The SuperPops and Rockin’ Orchestra offering for next season will include the traditional pops sound of Rodgers and Hammerstein, music of Nat King Cole and Natalie Cole, the Rat Pack era, and more. On the rock side, there are tributes to the music of Aretha Franklin, Chicago, the Rolling Stones, Neil Diamond and ELO.
“I’m really excited about our first-ever symphonic hip-hop show with the amazing Wyclef Jean,” concludes Gittleman. “For years people have asked my opinion on rap and hip-hop music. I’ve always fielded those questions gingerly, never wanting to be quoted as a ‘classical music authority’ dissing new music that I simply didn’t understand. Hip-hop has certainly proven that it’s an important and compelling strain of contemporary popular music, and hip-hop artists have pushed the envelope of their musical style….just like that Beethoven guy!”

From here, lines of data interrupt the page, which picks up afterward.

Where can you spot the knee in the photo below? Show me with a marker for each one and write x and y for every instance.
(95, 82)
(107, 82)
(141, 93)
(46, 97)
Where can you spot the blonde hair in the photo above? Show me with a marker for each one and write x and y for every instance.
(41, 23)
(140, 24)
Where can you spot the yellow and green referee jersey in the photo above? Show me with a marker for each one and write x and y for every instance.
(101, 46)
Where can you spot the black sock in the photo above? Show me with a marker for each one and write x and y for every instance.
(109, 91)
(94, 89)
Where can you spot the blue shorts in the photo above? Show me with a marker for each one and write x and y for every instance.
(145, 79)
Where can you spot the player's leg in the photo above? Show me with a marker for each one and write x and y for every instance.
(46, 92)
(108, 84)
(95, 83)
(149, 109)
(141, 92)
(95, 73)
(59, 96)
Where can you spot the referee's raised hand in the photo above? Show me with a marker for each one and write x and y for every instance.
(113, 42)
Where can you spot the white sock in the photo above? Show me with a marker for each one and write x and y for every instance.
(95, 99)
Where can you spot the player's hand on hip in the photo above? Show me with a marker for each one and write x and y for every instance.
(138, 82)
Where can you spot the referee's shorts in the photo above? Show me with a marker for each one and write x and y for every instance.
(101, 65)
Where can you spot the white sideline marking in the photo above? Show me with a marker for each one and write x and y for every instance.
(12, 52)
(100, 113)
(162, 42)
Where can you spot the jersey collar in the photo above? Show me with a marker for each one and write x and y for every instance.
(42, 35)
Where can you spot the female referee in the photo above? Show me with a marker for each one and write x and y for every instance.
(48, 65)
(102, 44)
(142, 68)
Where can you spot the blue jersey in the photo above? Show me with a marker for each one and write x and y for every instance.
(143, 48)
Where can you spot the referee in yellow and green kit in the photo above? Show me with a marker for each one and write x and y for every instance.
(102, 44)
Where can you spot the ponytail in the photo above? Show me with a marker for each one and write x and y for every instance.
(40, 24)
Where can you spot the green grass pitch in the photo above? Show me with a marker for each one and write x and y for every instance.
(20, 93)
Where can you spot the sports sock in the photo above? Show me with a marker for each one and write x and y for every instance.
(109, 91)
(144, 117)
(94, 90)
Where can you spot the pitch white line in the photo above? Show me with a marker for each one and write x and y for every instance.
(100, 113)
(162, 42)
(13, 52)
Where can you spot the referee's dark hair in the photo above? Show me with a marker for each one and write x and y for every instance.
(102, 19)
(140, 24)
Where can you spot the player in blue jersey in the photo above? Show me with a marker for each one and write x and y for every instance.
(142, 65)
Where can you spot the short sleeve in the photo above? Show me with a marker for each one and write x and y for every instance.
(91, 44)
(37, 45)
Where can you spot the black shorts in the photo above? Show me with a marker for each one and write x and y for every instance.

Signature events, which incorporate all three art forms, will include “Haydn’s Creation” and the annual New Year’s Eve concert. The DPO’s Family Season will feature the annual PhilharMonster Halloween concert and “The Musical World of Harry Potter,” performed with the Dayton Philharmonic Youth Orchestra.
For the remaining three special events, the Philharmonic will feature three blockbuster films with the musical soundtrack provided entirely by the DPO. They include “Apollo 13 ” ” Star Wars: Episode IV, A New Hope” and “Raiders of the Lost Ark.” Fun!